Diebold does it again (forwarded)

http://www.opednews.com/articles/genera_jgideon_061014__daily_voting_news__.htm

diebold caught making hardware and software changes during an election without ITA certification or EAC approval.

In this case they were doing the common sense thing. Namely they
replaced a known defective part with an seemingly innocuous work-
around solution. But it's also not allowed for common sense reasons too. Changing hardware, will trigger a change in software drivers. That could be a profound change to the certification envelope of the machine. For example, even changing something simple like say one keyboard for a different one, internally can switch the "localization" drivers. These are things that customize the operating system at a very low level. it's intended to handle
language and character set variations. So that can mean different
fonts are used. Fonts can contain active code and are not just
data. Recall for example, the case of the sequoia demo where the
paper tapes did not match the screen, but only when used in spanish mode. I don't know what caused that but it could be something like a localization driver being bad but clearly never actually tested.

Diebold gets no points for doing the right thing because as usual
they did it sneaky style and thus clearly because of self interest in
not having yet another fiasco.

It a universal problem for electonic voting. Anytime there's a known
bug, it cannot legitimately be fixed in time for the election because
the backlog for re-certification can be 6 months or a year. THis
problem has come up again and again. It's not going to go away.


I just saw a promotional spot on HBO for a new documentary, "Hacking Democracy" that premieres Thursday, November 2. Website here: http://www.hbo.com/docs/programs/hackingdemocracy/index.html

This looks like a very hard-hitting piece of journalism.

Thanks for the link.
rec

should be tagged for what it is 'election fraud & vote tampering', if any election must be held again then Deibold is to pay for it & be further held completely responsible for any ill results & financially/legally accountable to this citizenry, to We The People

what a shame if it is.

As the scope of her mission grew, Harris drew on the expertise of other computer- science experts, politicians and activists, among them: Andy Stephenson, candidate for secretary of state in Washington state; Susan Bernecker, Republican candidate in New Orleans; Kathleen Wynne, an activist from Cleveland; Hugh Thompson, director, Security Innovations, Inc.; Ion Sancho, Florida's supervisor of elections; and Harri Hursti, a computer-security analyst. Academics, public officials and others seen in interview footage include: Deanie Low, supervisor of elections, Volusia County, Fla.; Mark Radke, marketing director of Diebold; David Cobb, presidential candidate, Green Party; Rep. Stephanie Tubbs-Jones of Ohio; and Sen. Barbara Boxer of California.

Via:
http://reddit.com/info/m60h/comments

"It a universal problem for electonic voting. Anytime there's a known
bug, it cannot legitimately be fixed in time for the election because
the backlog for re-certification can be 6 months or a year. THis
problem has come up again and again. It's not going to go away."

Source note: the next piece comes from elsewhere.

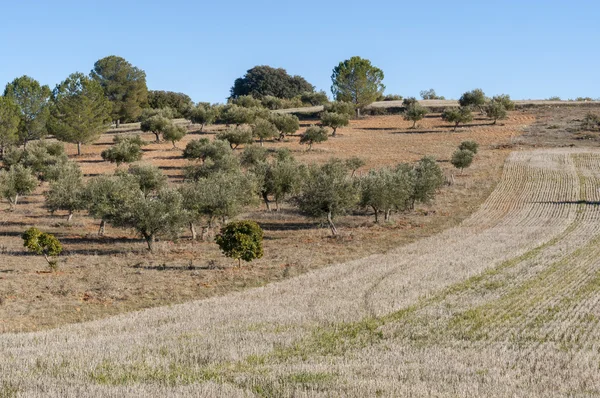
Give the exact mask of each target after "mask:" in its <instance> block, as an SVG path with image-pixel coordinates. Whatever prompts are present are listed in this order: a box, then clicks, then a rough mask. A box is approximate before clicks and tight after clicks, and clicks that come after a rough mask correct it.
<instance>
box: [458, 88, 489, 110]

As someone who used to develop and install custom software applications for govt customers, I can vouch that formal certification proceedures are only as thorough as the people conducting them. It was often the case that procedures were "short circuited" for expediency - and surprising, it often happens at the behest of the govt customer.

This particular Diebold case is a classic example of how expediency often trumps completeness in the relationship between customer and contractor. When the product is discovered to have a serious bug and a hard milestone is rapidly approaching (like an election), the govt client often allows the contractor to implement the fixes (patches) without following-up with the complete certification procedures.

You'd think it wouldn't happen this way, that the govt would stick to it's guns and demand to re-test everything. But in the "real world", the govt often becomes vested in the success of the product they're buying... in part, this is due to the manner in which contracts are typically structured: they're NOT "cash on the barrelhead" arrangements, but rather, the contractor is paid incrementally throughout the development/delivery cycle. By the time the product is ready for certification testing, the govt has already payed the contractor a truckload of money for the development of the product - they want to see the product work, they need to see the product work - so they don't look like idiots for having purchased it in the first place. And when the govt customer has, in turn, a customer of their own waiting to use the product (like the voters) - then the system really becomes "backdriven" by the hope for a happy ending.

This leads to situations like the one detailed in the OP's link. The govt becomes so vested in the product they're buying, that they're willing to look the other way while the contractor "does what needs to be done" to fix problems with the product. It's totally wrong, but it's often SOP for govt contracting.